Shippy v. Peninsula Rapid Transit Co., 97 Cal.App. 367, 275 P. 515, is to the same effect. There respondent during the trial dismissed as to appellant Claus, the driver of the motor bus. The same objection was raised as in the Bosse Case. The court held such dismissal was not a judgment of res adjudicata upon the facts, that Claus was not a necessary party to the action, and respondent was under no legal obligation to maintain his action against Claus to judgment and appellant had suffered no prejudice by the dismissal. Appellant still had its right to proceed against its agent and recover from him if it cared to exercise that right. “It is not the failure to obtain a judgment on the merits against the agent which releases the principal”, the court said, “but the exoneration of the agent by judgment on the merits.” [Page 516.]
Appellant relies upon two cases, one from Ohio and one from North Carolina, but these cases also are distinguishable.
In Bello v.

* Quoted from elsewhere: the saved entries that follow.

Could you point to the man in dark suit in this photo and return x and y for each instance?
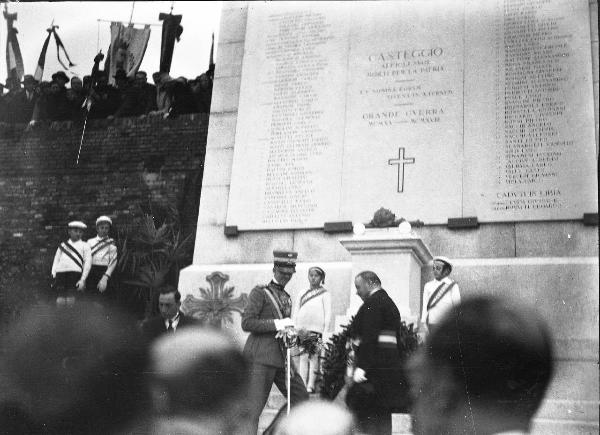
(268, 311)
(170, 318)
(378, 376)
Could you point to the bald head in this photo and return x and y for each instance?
(317, 418)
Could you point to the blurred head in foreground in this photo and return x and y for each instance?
(72, 370)
(317, 418)
(200, 382)
(483, 370)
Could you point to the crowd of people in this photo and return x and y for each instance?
(64, 98)
(81, 367)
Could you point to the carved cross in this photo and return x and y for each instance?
(401, 161)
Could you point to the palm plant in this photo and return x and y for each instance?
(150, 256)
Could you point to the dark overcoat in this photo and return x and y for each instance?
(381, 359)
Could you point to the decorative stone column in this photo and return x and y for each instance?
(397, 258)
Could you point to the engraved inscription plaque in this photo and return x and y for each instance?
(434, 109)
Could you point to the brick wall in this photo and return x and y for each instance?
(125, 164)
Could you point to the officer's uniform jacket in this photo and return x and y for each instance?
(258, 318)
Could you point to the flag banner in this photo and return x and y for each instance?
(171, 30)
(39, 70)
(127, 49)
(14, 60)
(60, 46)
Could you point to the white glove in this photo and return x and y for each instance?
(281, 324)
(102, 284)
(359, 375)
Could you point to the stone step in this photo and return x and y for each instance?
(400, 422)
(583, 417)
(568, 410)
(542, 426)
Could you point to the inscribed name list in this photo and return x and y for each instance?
(434, 109)
(289, 138)
(529, 115)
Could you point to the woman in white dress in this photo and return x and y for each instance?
(313, 315)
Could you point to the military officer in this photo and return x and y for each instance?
(268, 311)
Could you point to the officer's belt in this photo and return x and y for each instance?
(387, 338)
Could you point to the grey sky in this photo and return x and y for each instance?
(83, 35)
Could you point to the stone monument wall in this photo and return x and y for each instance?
(551, 263)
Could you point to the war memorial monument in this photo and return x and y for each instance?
(477, 118)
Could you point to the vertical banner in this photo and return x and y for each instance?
(171, 31)
(14, 60)
(127, 48)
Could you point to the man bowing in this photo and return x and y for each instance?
(378, 381)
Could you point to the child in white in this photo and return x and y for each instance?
(72, 264)
(313, 314)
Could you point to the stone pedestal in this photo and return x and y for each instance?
(397, 258)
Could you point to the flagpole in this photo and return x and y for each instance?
(132, 8)
(82, 134)
(288, 354)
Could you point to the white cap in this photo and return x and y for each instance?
(443, 259)
(77, 224)
(104, 219)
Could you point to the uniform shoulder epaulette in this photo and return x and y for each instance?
(260, 287)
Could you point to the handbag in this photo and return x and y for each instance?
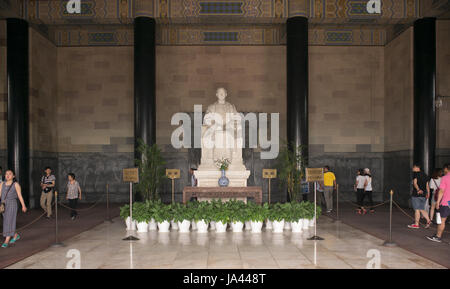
(2, 205)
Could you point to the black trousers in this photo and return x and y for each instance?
(73, 206)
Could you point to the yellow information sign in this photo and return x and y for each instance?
(314, 174)
(131, 175)
(269, 173)
(173, 173)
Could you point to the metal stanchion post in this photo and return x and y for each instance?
(131, 237)
(57, 243)
(390, 243)
(315, 237)
(108, 216)
(337, 205)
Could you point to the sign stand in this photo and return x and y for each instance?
(269, 174)
(173, 174)
(314, 175)
(131, 175)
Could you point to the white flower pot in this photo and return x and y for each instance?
(287, 225)
(142, 227)
(202, 226)
(237, 227)
(305, 223)
(131, 226)
(174, 225)
(164, 227)
(256, 226)
(221, 227)
(278, 226)
(269, 225)
(183, 227)
(297, 226)
(248, 225)
(152, 226)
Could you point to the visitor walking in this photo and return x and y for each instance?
(73, 194)
(359, 189)
(433, 189)
(419, 197)
(47, 185)
(329, 183)
(368, 188)
(443, 204)
(10, 191)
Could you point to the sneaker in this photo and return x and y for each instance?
(13, 240)
(434, 238)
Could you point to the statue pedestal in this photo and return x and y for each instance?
(210, 178)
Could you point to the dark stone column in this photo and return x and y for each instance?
(144, 81)
(17, 72)
(297, 82)
(424, 93)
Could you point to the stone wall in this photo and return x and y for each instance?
(399, 115)
(42, 110)
(346, 113)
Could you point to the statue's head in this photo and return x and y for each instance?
(221, 93)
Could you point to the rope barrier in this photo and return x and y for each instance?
(27, 225)
(411, 217)
(369, 207)
(81, 210)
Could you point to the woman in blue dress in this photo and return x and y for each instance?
(10, 191)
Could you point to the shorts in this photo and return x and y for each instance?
(444, 211)
(418, 203)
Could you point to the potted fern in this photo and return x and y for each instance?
(237, 215)
(202, 216)
(183, 216)
(296, 217)
(220, 216)
(151, 170)
(258, 214)
(142, 216)
(276, 215)
(291, 169)
(163, 215)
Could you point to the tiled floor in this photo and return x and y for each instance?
(343, 247)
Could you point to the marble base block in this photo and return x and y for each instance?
(210, 178)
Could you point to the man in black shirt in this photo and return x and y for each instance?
(419, 196)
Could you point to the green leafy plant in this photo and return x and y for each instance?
(151, 170)
(220, 212)
(162, 213)
(202, 211)
(182, 212)
(222, 164)
(237, 211)
(141, 213)
(258, 213)
(291, 169)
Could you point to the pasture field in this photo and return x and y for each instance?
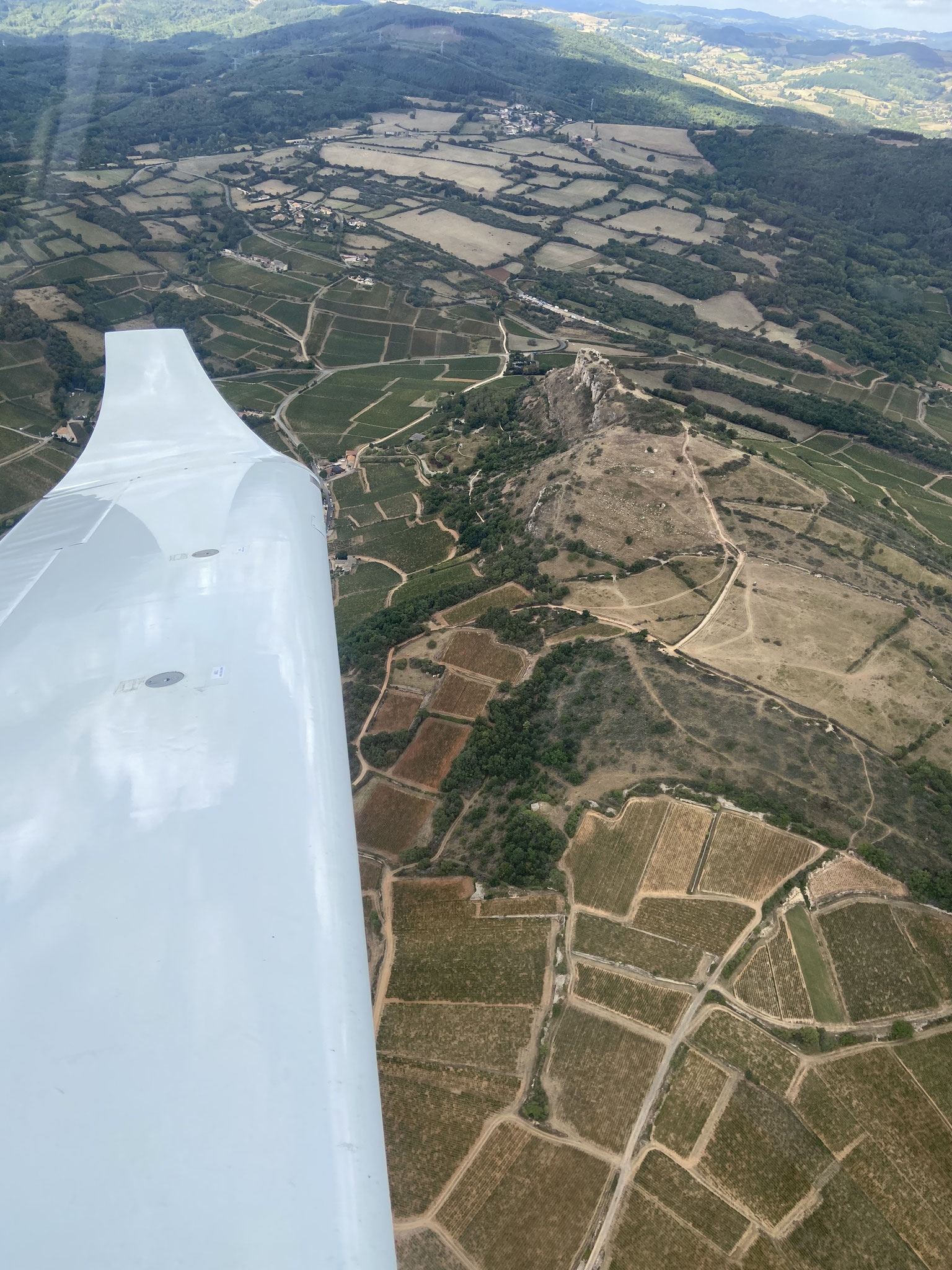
(749, 859)
(772, 980)
(431, 753)
(389, 819)
(878, 968)
(540, 904)
(627, 946)
(847, 876)
(930, 1060)
(741, 1044)
(425, 1250)
(813, 964)
(607, 858)
(644, 1002)
(649, 1237)
(691, 1098)
(932, 936)
(507, 596)
(362, 592)
(762, 1155)
(711, 925)
(460, 696)
(407, 546)
(526, 1202)
(479, 653)
(598, 1073)
(678, 849)
(433, 579)
(491, 1038)
(397, 710)
(674, 1188)
(432, 1117)
(444, 954)
(848, 1230)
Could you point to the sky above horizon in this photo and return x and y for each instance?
(907, 14)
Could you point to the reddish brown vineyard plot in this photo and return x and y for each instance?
(389, 818)
(678, 849)
(526, 1202)
(459, 696)
(749, 859)
(607, 858)
(598, 1075)
(431, 753)
(397, 710)
(635, 998)
(479, 653)
(691, 1098)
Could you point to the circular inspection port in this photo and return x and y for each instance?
(164, 680)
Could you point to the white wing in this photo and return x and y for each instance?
(187, 1060)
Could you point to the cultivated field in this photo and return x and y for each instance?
(748, 1048)
(684, 1197)
(878, 968)
(461, 698)
(749, 859)
(678, 849)
(500, 597)
(638, 1000)
(457, 235)
(526, 1202)
(431, 753)
(711, 925)
(389, 819)
(397, 711)
(762, 1155)
(691, 1098)
(493, 1038)
(847, 876)
(479, 653)
(607, 858)
(626, 946)
(444, 954)
(432, 1117)
(772, 981)
(598, 1073)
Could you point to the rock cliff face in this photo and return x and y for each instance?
(589, 397)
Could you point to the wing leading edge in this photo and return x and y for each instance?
(187, 1077)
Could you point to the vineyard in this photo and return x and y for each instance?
(749, 859)
(674, 1188)
(762, 1155)
(880, 972)
(493, 1038)
(598, 936)
(607, 858)
(678, 850)
(690, 1100)
(711, 925)
(748, 1048)
(431, 753)
(598, 1075)
(772, 982)
(479, 653)
(459, 696)
(389, 818)
(397, 710)
(638, 1000)
(526, 1202)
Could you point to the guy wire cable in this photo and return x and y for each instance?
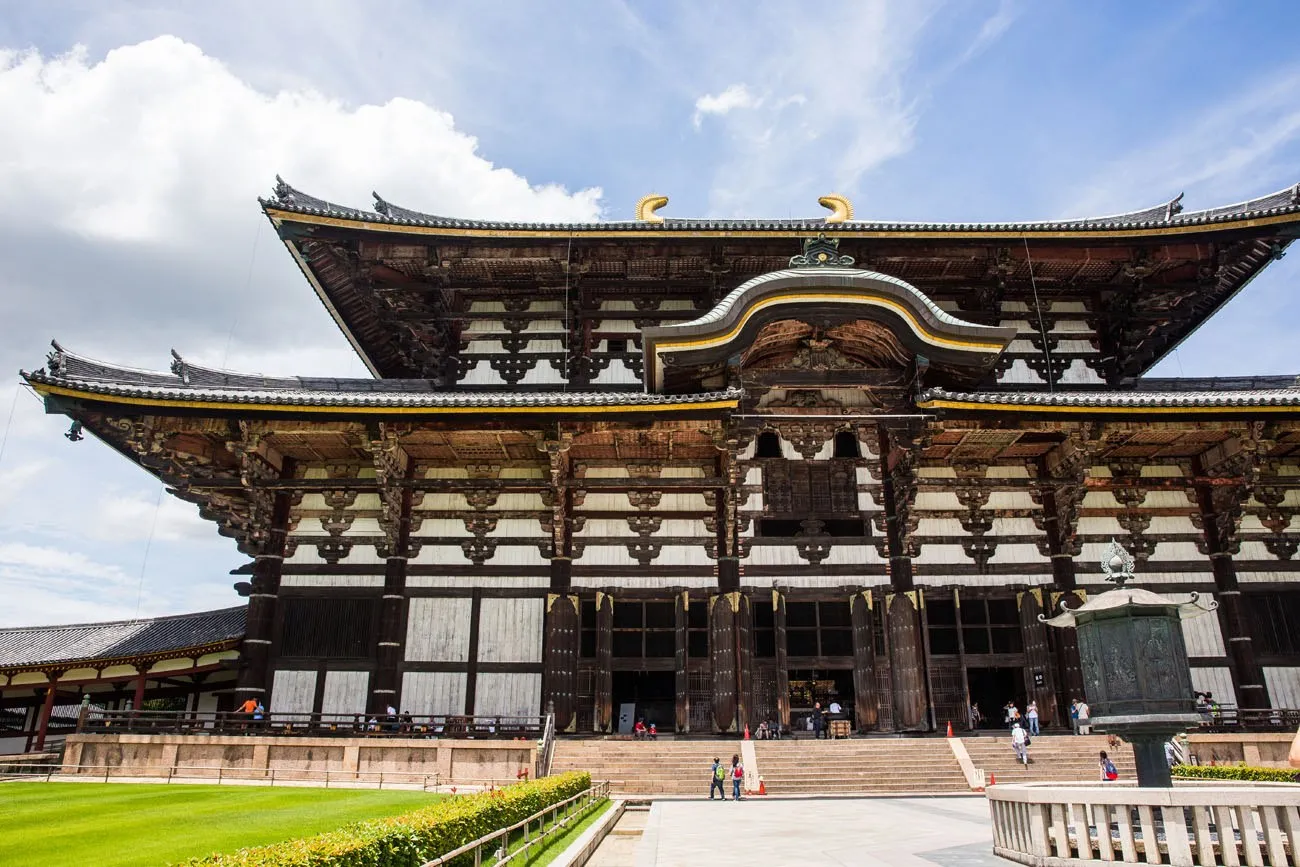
(1038, 308)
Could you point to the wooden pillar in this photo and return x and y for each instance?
(603, 662)
(906, 666)
(138, 701)
(1234, 619)
(722, 651)
(783, 666)
(390, 646)
(1039, 671)
(559, 675)
(47, 709)
(866, 702)
(254, 679)
(681, 658)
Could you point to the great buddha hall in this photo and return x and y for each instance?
(709, 472)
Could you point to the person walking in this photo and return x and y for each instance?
(716, 775)
(1108, 768)
(1021, 744)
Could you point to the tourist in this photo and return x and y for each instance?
(1108, 768)
(737, 775)
(1021, 744)
(716, 775)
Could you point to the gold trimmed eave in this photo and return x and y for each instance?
(1126, 403)
(826, 294)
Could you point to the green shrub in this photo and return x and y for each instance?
(411, 839)
(1234, 772)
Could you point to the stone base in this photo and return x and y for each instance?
(326, 759)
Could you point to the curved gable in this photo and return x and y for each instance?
(824, 294)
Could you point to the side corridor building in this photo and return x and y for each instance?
(709, 472)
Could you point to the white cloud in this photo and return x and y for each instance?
(728, 100)
(159, 134)
(129, 226)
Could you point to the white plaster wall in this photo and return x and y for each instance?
(332, 581)
(508, 694)
(433, 692)
(345, 692)
(437, 629)
(510, 631)
(1218, 681)
(293, 692)
(1283, 685)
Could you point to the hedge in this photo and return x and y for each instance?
(411, 839)
(1234, 772)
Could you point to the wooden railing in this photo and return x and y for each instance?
(1194, 823)
(516, 841)
(144, 722)
(221, 775)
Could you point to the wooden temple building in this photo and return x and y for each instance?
(707, 472)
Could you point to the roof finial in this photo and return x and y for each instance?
(1117, 563)
(648, 206)
(840, 207)
(1174, 207)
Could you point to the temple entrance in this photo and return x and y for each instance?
(809, 686)
(653, 696)
(992, 689)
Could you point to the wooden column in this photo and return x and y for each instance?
(47, 709)
(681, 658)
(603, 662)
(906, 651)
(254, 679)
(1038, 655)
(393, 612)
(1218, 528)
(866, 702)
(722, 651)
(783, 666)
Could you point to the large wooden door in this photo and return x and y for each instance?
(866, 701)
(560, 663)
(603, 662)
(1039, 670)
(906, 663)
(722, 651)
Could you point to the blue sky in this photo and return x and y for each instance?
(141, 134)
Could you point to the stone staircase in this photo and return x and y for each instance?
(1053, 758)
(859, 766)
(645, 767)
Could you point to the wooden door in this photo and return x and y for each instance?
(906, 663)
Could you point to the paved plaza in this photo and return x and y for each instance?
(863, 832)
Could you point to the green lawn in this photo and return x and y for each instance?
(120, 824)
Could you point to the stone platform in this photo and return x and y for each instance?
(325, 759)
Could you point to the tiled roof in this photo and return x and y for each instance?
(286, 198)
(1210, 398)
(30, 646)
(196, 384)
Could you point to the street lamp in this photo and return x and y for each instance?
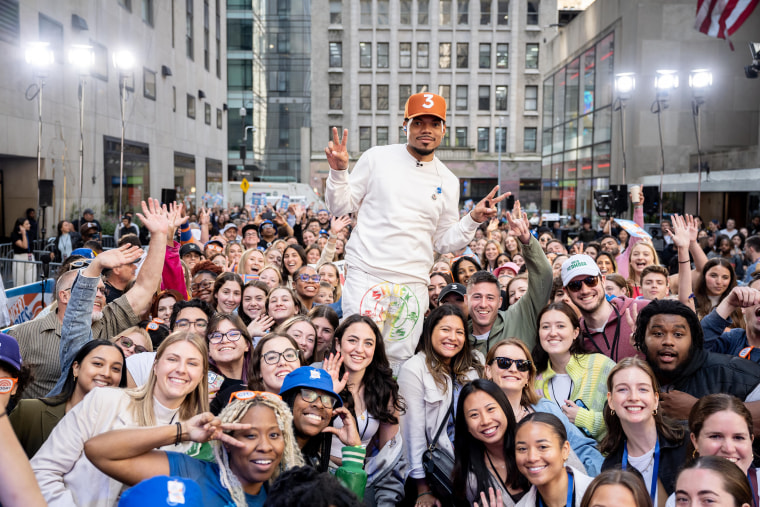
(123, 61)
(664, 81)
(700, 80)
(625, 83)
(39, 56)
(82, 57)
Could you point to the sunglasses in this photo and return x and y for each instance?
(589, 281)
(128, 343)
(232, 335)
(7, 384)
(506, 363)
(273, 357)
(310, 396)
(249, 395)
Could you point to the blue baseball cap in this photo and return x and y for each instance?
(84, 252)
(313, 378)
(163, 490)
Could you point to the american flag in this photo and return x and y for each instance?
(721, 18)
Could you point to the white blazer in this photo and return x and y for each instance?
(426, 408)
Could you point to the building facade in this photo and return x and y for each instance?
(584, 129)
(484, 57)
(175, 125)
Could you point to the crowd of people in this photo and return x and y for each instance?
(282, 357)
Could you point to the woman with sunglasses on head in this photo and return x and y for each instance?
(429, 383)
(134, 340)
(252, 440)
(567, 375)
(176, 390)
(485, 446)
(638, 436)
(99, 363)
(314, 403)
(510, 366)
(541, 449)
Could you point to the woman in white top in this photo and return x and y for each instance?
(175, 392)
(429, 383)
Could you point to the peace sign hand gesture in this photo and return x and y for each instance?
(337, 154)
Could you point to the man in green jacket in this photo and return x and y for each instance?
(488, 324)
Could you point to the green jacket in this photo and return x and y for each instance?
(520, 319)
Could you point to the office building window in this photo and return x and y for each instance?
(444, 12)
(191, 106)
(405, 12)
(365, 138)
(336, 97)
(423, 12)
(445, 92)
(336, 12)
(382, 55)
(461, 98)
(444, 55)
(382, 135)
(365, 55)
(530, 135)
(502, 12)
(463, 55)
(484, 60)
(382, 12)
(405, 55)
(365, 12)
(463, 12)
(460, 140)
(189, 28)
(532, 18)
(502, 56)
(531, 98)
(336, 54)
(531, 55)
(483, 139)
(423, 55)
(501, 98)
(500, 138)
(485, 12)
(404, 92)
(382, 97)
(365, 97)
(484, 98)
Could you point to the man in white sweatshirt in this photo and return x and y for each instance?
(408, 207)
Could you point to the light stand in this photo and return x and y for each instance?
(699, 81)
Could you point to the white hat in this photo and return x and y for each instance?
(577, 265)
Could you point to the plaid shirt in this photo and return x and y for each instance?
(40, 340)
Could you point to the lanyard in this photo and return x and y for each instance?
(569, 501)
(653, 488)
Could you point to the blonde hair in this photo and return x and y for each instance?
(234, 412)
(135, 329)
(141, 404)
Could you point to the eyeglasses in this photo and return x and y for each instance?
(206, 285)
(589, 281)
(7, 384)
(273, 357)
(310, 396)
(128, 343)
(506, 363)
(199, 324)
(232, 335)
(249, 395)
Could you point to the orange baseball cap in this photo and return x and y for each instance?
(424, 103)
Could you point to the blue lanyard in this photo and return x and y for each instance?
(569, 501)
(653, 488)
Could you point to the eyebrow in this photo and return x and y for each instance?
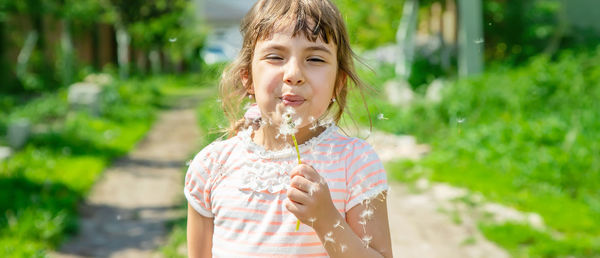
(310, 48)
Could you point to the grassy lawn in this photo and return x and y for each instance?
(526, 137)
(42, 184)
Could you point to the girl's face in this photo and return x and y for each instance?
(293, 72)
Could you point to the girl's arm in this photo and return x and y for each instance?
(199, 234)
(355, 239)
(364, 233)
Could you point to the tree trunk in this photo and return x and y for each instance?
(67, 54)
(470, 37)
(405, 38)
(123, 40)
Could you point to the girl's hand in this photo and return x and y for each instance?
(309, 198)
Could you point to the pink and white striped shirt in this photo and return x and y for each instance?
(242, 186)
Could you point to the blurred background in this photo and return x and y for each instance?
(504, 92)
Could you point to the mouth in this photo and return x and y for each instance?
(292, 100)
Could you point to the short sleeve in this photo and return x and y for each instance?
(365, 175)
(197, 184)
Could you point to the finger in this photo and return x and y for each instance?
(306, 171)
(297, 196)
(294, 207)
(301, 183)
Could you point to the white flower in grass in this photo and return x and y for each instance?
(343, 247)
(329, 237)
(381, 117)
(367, 240)
(312, 189)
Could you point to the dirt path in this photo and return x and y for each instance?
(126, 212)
(128, 207)
(427, 222)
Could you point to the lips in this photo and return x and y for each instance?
(292, 100)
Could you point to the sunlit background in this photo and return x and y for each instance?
(504, 93)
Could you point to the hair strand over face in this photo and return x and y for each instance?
(314, 19)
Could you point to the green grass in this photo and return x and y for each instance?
(529, 138)
(210, 120)
(43, 183)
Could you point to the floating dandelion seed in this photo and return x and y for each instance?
(363, 222)
(338, 224)
(343, 247)
(313, 122)
(329, 237)
(367, 240)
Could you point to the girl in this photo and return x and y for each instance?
(247, 193)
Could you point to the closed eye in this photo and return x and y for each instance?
(273, 57)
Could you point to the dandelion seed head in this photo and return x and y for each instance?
(366, 214)
(338, 224)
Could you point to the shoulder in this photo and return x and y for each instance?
(217, 152)
(351, 144)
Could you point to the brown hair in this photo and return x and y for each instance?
(269, 16)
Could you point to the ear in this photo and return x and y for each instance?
(341, 83)
(246, 81)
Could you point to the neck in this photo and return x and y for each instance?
(266, 137)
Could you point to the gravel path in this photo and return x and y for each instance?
(128, 208)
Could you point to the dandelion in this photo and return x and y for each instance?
(289, 128)
(329, 237)
(381, 117)
(338, 224)
(367, 240)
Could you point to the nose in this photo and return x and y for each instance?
(293, 74)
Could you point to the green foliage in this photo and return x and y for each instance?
(42, 184)
(371, 23)
(527, 137)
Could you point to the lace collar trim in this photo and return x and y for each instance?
(246, 137)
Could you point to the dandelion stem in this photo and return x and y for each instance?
(299, 162)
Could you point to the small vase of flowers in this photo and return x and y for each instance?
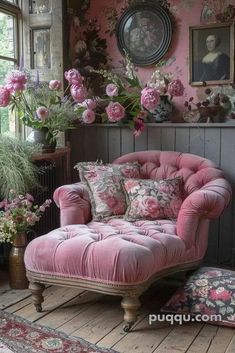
(17, 215)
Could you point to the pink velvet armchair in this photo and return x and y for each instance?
(123, 258)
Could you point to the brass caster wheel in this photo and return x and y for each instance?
(38, 307)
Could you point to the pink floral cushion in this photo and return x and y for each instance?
(152, 199)
(209, 291)
(105, 189)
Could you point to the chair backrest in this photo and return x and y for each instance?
(196, 171)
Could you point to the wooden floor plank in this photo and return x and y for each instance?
(98, 328)
(180, 338)
(53, 300)
(231, 346)
(92, 312)
(12, 296)
(212, 339)
(133, 342)
(69, 310)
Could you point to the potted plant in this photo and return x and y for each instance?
(40, 105)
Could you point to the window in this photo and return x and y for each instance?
(9, 53)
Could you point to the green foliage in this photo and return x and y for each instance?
(61, 111)
(17, 172)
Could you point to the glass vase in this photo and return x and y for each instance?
(17, 272)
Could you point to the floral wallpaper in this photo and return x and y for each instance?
(95, 27)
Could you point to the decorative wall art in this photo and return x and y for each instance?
(211, 54)
(144, 32)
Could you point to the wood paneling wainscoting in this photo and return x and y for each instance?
(213, 141)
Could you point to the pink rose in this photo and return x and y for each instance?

City of Cleveland, 106 Ohio St. 94, 138 N.E. 526, plaintiff had brought an action against Bardons & Oliver, in which a judgment “dismissed and settled” was entered. Under the laws of Ohio, Bardons & Oliver and City of Cleveland could not be joined in the same action. Plaintiff then sued City of Cleveland, but the court held that the covenant with Bardons & Oliver was in fact a release as it contained no reservation of a right of action against the City of Cleveland. It was clearly the intention of Bardons & Oliver to settle the action and not subject themselves to an action by the city for contribution in case the city might be held liable in a second action.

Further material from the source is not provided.